Nothing takes more commitment and endurance then 27/5 and it’s something many people have to really work towards and continue to maintain. The Atkins Riot says “25 in 5 as it was back then – took ages. It took a lot for me to pass it as nerves would kick in and I’d stack it.

I had to do a lot of work on my general fitness as I just didn’t have the stamina or strength to maintain good skating technique and consistent crossovers with good underpush for 25 laps.”

And for everyone still struggling with 27/5 she advises; “I looked at the most efficient racing line and how to be wide on the straights to minimise deceleration on the corners. Then, I relaxed and focused on skating slow but with good technique down the straights with 2 strong crossovers on each corner which then minimised the effort I needed to use on the straights. After that, 25 in 5 was a piece of piss and I quickly progressed to hit 27, then 29 and more.”

Circle Jerk identified one of the tricker skating techniques; moving on toe stops. He says, “Moving on toe stops was an absolute nightmare for all of Fresh Meat but now I find it really easy. Having skates that now fit might have helped!”

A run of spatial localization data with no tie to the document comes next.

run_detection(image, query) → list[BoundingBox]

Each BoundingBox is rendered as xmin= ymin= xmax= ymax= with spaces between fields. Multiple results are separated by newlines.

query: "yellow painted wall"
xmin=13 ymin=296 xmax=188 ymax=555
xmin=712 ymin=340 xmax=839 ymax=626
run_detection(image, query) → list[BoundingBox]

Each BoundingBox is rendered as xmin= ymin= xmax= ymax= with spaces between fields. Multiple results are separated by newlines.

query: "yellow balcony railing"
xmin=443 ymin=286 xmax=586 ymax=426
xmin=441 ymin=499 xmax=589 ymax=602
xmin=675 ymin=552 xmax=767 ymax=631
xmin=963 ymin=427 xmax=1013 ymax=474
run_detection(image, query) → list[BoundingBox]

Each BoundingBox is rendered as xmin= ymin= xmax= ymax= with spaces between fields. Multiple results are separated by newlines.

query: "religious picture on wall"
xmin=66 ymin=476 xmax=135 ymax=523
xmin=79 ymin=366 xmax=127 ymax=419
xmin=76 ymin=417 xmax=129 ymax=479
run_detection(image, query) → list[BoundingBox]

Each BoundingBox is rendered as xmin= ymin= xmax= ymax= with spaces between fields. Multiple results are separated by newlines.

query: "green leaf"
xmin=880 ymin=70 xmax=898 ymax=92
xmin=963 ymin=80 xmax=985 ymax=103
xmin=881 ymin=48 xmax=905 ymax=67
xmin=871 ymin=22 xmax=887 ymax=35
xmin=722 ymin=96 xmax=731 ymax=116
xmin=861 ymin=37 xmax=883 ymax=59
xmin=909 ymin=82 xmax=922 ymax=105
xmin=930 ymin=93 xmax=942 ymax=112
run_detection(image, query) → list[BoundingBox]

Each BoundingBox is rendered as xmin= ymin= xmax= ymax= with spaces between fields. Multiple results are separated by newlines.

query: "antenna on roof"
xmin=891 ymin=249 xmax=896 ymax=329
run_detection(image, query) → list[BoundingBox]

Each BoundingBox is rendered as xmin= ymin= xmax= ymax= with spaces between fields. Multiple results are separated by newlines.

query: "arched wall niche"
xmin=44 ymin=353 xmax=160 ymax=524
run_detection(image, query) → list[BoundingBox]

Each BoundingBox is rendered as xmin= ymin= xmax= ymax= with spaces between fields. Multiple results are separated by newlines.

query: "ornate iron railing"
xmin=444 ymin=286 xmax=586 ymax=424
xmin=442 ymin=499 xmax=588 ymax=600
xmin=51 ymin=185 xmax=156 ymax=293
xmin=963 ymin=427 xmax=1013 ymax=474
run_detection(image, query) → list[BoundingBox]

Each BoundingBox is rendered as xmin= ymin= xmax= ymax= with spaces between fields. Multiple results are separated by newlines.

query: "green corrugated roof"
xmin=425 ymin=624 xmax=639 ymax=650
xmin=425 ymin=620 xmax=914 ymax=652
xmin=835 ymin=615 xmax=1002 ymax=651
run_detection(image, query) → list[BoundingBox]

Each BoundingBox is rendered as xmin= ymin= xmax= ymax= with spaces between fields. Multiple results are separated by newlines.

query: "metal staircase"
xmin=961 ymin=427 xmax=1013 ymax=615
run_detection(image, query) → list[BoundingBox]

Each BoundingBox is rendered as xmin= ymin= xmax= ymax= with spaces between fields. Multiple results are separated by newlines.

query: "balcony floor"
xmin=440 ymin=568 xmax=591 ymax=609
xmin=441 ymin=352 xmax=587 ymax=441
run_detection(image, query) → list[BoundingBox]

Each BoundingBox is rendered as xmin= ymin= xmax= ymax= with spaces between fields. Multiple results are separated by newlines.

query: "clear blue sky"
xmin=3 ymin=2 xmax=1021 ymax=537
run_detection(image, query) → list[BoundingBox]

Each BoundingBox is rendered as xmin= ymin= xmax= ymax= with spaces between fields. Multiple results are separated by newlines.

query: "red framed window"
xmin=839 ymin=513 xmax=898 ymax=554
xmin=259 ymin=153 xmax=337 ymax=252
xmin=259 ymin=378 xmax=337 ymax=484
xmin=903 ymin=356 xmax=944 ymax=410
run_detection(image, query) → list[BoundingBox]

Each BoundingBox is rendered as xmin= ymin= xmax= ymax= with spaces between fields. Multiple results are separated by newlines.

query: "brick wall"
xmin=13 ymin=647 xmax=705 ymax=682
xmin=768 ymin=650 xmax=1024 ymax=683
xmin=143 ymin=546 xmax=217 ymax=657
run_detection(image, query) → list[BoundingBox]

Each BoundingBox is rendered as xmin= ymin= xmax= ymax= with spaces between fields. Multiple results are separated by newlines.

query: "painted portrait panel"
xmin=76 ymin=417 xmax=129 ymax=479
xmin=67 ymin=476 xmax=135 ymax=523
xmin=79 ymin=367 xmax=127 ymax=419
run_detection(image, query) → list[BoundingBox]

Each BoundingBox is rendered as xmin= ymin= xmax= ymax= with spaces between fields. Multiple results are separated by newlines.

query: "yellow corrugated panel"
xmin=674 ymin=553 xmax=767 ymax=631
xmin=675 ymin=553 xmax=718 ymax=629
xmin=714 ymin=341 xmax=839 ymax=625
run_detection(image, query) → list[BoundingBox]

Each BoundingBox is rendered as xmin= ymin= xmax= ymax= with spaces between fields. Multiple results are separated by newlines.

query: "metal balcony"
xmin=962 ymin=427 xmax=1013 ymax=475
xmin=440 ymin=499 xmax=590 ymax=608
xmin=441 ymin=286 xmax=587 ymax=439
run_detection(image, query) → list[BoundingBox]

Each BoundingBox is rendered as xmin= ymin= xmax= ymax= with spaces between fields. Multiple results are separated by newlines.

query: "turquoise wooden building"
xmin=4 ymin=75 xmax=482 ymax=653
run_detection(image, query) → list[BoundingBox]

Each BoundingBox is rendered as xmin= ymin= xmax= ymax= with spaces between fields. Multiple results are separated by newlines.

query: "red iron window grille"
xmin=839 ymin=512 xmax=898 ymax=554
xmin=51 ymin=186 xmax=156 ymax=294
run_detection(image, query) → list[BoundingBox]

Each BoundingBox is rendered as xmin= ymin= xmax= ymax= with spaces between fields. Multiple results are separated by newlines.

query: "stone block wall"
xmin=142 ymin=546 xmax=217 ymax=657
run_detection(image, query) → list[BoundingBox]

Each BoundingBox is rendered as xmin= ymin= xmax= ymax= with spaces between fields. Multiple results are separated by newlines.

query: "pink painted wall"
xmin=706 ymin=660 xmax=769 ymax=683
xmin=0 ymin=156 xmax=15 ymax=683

You may have already noticed but there are many ways to stop when skating; and I don’t just mean falling over! Cherry Revenge and Lemmy Atom look at the other ways you can stop. Cherry Revenge talks about Hockey stops. She says, “I still struggle with hockey stops. I can only really go one way. I practice them a lot too, and some sessions get really good at it. Then the skill disappears, really frustrating!”


Photo courtesy of Pete Florey


You might be familiar with this one; it’s one of the first stops you’ll learn! Lemmy Atom said “Plow stops were my nemesis for the best part of 18 months. Turns out having wheels that are too grippy can really hamper you when you aren’t sure if your technique is good. The first time I tried to plow in hard wheels was a miraculous revelation actually being able to do it.”

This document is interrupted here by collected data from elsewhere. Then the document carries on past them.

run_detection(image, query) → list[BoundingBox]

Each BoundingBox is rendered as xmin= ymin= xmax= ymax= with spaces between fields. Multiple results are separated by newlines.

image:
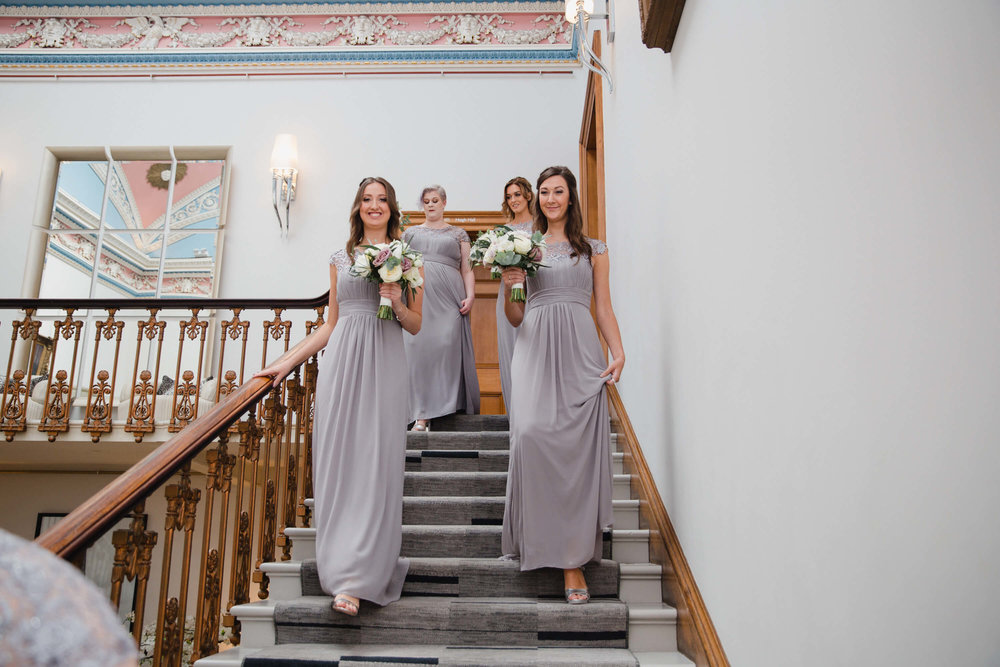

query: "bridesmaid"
xmin=256 ymin=176 xmax=423 ymax=616
xmin=500 ymin=166 xmax=625 ymax=604
xmin=403 ymin=185 xmax=480 ymax=431
xmin=496 ymin=177 xmax=535 ymax=413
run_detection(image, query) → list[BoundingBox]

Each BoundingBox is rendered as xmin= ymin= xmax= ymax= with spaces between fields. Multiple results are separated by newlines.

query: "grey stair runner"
xmin=241 ymin=412 xmax=660 ymax=667
xmin=427 ymin=414 xmax=510 ymax=431
xmin=300 ymin=558 xmax=620 ymax=599
xmin=402 ymin=497 xmax=505 ymax=525
xmin=274 ymin=597 xmax=628 ymax=648
xmin=243 ymin=644 xmax=639 ymax=666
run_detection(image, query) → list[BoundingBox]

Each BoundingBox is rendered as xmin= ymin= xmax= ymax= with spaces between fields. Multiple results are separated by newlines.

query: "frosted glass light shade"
xmin=270 ymin=134 xmax=298 ymax=171
xmin=564 ymin=0 xmax=594 ymax=22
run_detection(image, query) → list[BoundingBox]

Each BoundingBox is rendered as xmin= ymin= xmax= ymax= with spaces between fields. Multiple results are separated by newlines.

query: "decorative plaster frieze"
xmin=0 ymin=2 xmax=564 ymax=17
xmin=0 ymin=11 xmax=569 ymax=49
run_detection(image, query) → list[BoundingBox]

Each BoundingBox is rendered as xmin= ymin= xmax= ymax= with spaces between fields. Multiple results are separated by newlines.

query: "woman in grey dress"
xmin=500 ymin=166 xmax=625 ymax=604
xmin=257 ymin=177 xmax=423 ymax=616
xmin=496 ymin=177 xmax=535 ymax=414
xmin=403 ymin=185 xmax=480 ymax=431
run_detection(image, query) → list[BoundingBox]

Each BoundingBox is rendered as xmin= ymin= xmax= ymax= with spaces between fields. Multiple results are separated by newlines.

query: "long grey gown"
xmin=403 ymin=224 xmax=480 ymax=422
xmin=311 ymin=248 xmax=409 ymax=605
xmin=501 ymin=238 xmax=615 ymax=571
xmin=496 ymin=220 xmax=533 ymax=413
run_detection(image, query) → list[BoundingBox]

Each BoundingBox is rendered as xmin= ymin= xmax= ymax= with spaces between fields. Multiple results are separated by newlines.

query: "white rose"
xmin=413 ymin=254 xmax=424 ymax=268
xmin=512 ymin=234 xmax=531 ymax=254
xmin=404 ymin=266 xmax=423 ymax=287
xmin=352 ymin=255 xmax=371 ymax=277
xmin=483 ymin=246 xmax=497 ymax=265
xmin=379 ymin=263 xmax=403 ymax=283
xmin=495 ymin=238 xmax=515 ymax=253
xmin=391 ymin=241 xmax=404 ymax=258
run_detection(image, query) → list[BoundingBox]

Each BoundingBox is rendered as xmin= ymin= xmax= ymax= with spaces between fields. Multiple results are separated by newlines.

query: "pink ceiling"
xmin=120 ymin=161 xmax=222 ymax=229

You might have realised there are a very many skills to learn and the general consensus is practice! practice! practice! It’s always worth looking at your kit and seeing what tweaks you can make but it’s important to remember it’s the person that makes an excellent skater first. The more you advance the more the equipment is there to support your technique. Which brings us nicely onto our final look at skills, for the skaters who aren’t quite there yet, spare a thought for our very own Skate Plissken. Bless his heart he struggles with 360 apex jumps… I know right?

Whilst some of us are still getting the courage to do a tiny apex hop; Skate Plissken says he struggles with; “…a 360 apex jump that lands in front of an escaped jammer, on corner 2 with a slight pack movement so I’m able to Skate Plissken all along the 2nd straight, Plisskissing all the while!”